ExaRanker-Open: Synthetic Explanation for IR using Open-Source LLMs

Fernando Ferraretto, Thiago Laitz, Roberto Lotufo, Rodrigo Nogueira
2024-02-10
Abstract:ExaRanker recently introduced an approach to training information retrieval (IR) models, incorporating natural language explanations as additional labels. The method addresses the challenge of limited labeled examples, leading to improvements in the effectiveness of IR models. However, the initial results were based on proprietary language models such as GPT-3.5, which posed constraints on dataset size due to its cost and data privacy. In this paper, we introduce ExaRanker-Open, where we adapt and explore the use of open-source language models to generate explanations. The method has been tested using different LLMs and datasets sizes to better comprehend the effective contribution of data augmentation. Our findings reveal that incorporating explanations consistently enhances neural rankers, with benefits escalating as the LLM size increases. Notably, the data augmentation method proves advantageous even with large datasets, as evidenced by ExaRanker surpassing the target baseline by 0.6 nDCG@10 points in our study. To encourage further advancements by the research community, we have open-sourced both the code and datasets at https://github.com/unicamp-dl/ExaRanker.
Artificial Intelligence,Computation and Language,Information Retrieval
What problem does this paper attempt to address?

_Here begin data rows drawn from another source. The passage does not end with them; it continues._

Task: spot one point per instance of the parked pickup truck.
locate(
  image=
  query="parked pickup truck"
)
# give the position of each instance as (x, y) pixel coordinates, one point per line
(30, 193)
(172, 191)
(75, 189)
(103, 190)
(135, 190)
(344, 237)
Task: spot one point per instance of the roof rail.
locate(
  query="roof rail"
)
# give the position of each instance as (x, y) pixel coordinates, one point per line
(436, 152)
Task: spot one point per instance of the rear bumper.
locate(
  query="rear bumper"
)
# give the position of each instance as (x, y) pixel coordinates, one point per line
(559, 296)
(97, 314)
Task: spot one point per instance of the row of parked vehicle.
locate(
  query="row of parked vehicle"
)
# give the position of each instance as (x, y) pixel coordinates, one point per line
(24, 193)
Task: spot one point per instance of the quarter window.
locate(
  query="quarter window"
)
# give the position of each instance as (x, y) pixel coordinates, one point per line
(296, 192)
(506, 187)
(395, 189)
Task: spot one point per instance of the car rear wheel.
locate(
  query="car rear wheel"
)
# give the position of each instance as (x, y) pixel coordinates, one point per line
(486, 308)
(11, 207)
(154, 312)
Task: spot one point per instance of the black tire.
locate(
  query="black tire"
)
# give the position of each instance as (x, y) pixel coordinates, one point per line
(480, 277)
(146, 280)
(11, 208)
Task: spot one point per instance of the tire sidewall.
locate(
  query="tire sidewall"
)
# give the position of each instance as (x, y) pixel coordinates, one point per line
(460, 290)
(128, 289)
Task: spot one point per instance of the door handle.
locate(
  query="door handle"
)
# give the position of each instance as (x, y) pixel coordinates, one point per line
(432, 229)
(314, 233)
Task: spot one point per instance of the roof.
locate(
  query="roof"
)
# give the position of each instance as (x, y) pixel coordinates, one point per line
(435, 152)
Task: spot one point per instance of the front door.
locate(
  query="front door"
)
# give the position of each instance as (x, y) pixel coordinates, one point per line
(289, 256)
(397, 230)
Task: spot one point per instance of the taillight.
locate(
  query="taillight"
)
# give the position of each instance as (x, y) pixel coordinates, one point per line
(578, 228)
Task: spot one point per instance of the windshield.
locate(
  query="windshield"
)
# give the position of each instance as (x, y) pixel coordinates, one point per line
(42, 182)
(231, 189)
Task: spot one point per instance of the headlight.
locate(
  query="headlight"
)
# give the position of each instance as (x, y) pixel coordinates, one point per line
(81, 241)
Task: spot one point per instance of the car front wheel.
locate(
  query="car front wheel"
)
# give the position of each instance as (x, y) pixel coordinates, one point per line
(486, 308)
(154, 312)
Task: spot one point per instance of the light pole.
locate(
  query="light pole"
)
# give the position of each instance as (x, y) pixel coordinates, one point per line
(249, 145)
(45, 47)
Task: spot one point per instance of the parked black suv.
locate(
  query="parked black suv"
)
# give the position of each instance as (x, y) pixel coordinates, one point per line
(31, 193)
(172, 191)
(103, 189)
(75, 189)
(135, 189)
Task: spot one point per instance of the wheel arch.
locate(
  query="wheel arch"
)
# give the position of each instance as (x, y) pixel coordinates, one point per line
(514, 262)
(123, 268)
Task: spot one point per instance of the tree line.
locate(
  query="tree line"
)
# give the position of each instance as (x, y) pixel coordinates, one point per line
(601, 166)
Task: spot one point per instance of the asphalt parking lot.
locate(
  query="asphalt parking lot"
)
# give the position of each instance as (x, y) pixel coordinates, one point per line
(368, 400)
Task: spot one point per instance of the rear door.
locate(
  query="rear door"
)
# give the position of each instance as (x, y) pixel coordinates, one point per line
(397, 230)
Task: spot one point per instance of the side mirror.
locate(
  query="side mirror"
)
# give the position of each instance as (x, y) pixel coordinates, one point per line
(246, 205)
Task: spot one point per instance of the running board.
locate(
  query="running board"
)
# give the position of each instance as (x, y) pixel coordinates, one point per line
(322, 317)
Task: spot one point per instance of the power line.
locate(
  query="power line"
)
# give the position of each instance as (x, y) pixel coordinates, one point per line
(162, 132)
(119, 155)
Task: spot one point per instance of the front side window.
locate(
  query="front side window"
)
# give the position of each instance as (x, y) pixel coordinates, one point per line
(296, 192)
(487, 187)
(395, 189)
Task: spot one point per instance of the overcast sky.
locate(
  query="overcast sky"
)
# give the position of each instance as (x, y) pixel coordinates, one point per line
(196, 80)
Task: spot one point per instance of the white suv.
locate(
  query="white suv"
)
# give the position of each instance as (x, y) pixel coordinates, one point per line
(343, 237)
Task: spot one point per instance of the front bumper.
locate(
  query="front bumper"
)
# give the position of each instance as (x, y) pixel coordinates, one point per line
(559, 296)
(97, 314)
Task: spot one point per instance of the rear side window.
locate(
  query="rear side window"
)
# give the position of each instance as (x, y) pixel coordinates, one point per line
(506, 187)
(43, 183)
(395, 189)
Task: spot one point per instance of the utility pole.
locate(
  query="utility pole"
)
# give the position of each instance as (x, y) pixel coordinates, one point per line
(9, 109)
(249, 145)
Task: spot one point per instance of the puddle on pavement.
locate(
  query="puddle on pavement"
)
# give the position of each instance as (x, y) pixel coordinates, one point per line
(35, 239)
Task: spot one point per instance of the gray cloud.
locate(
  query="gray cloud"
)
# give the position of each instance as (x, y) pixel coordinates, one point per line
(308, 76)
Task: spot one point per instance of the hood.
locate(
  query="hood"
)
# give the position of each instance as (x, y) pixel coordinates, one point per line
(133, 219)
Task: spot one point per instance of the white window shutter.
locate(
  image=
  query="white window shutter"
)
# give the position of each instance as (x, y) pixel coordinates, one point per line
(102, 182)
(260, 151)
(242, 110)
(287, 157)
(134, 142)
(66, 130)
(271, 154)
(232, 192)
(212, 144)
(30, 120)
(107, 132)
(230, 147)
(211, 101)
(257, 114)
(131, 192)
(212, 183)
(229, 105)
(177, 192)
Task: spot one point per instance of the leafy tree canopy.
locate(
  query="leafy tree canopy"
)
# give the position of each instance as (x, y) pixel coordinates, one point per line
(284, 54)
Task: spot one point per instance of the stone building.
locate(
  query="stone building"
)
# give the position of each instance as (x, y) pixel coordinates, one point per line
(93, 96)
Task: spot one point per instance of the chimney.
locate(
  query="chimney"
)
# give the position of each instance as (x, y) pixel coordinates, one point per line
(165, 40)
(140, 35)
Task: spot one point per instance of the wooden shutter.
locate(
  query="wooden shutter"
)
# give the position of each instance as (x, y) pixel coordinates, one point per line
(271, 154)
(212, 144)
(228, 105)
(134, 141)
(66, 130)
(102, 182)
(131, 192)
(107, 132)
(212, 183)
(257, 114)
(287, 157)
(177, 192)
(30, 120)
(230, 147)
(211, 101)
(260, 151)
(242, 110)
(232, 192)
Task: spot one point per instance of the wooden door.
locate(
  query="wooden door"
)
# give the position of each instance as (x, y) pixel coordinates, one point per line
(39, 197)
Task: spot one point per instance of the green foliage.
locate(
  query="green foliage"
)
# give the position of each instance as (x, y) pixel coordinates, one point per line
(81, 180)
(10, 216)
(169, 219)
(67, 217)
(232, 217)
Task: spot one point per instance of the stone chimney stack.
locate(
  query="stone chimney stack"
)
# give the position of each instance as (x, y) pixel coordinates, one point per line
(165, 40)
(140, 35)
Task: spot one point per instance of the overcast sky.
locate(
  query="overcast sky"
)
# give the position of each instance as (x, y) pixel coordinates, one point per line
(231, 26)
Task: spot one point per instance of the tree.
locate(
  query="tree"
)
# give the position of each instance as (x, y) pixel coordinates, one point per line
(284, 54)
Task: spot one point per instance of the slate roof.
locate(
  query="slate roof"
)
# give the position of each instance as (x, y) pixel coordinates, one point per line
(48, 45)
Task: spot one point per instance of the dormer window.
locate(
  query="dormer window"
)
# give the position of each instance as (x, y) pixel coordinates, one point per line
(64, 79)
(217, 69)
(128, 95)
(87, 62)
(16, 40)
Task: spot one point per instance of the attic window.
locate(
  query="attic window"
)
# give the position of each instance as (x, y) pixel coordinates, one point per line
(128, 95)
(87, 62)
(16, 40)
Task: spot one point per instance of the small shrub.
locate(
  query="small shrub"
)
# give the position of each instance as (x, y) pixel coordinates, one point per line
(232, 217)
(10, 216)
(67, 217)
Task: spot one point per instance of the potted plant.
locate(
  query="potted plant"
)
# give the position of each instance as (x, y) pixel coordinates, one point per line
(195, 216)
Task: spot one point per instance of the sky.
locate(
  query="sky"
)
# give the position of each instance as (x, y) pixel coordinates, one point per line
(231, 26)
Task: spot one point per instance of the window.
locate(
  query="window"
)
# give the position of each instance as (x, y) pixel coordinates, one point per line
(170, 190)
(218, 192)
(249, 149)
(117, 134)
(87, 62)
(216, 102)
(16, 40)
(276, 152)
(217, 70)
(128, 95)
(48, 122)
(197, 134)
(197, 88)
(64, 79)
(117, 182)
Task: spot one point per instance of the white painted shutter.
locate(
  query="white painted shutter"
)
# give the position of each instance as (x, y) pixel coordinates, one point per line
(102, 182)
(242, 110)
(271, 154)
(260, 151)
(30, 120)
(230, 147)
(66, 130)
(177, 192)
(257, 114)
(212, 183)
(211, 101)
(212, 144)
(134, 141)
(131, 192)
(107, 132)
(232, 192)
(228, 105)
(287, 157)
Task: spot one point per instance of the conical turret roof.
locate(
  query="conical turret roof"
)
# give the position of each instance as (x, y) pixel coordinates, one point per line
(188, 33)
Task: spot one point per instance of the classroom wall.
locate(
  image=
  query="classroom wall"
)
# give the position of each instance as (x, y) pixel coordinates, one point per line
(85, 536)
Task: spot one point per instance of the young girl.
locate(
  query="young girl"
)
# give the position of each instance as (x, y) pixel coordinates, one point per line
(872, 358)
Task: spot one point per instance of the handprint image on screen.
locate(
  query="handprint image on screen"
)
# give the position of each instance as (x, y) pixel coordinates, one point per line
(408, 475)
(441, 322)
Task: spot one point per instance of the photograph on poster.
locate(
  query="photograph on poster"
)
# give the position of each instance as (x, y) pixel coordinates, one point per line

The paper attempts to address the issue of insufficient training data annotation in the field of Information Retrieval (IR). Specifically, the authors propose a method to enhance training datasets by using open-source large language models (LLMs) to generate natural language explanations. This approach aims to overcome the cost and data privacy limitations associated with previous research that relied on proprietary language models (such as GPT-3.5), and further validates the continuous improvement in neural ranker performance with the addition of explanations across different dataset sizes. The main contributions of the paper include: 1. **Introduction of ExaRanker-Open**: This is an improved version of ExaRanker based on open-source language models, used to generate natural language explanations to enhance the training data of information retrieval models. 2. **Validation of data augmentation effectiveness**: Experimental results show that adding explanations significantly improves model performance regardless of dataset size, with more pronounced effects when using larger language models. 3. **Public release of code and datasets**: To promote community research progress, the authors have made the code and datasets publicly available. Through these efforts, the paper demonstrates the potential of using open-source language models for data augmentation in the field of information retrieval, providing new directions and tools for future research.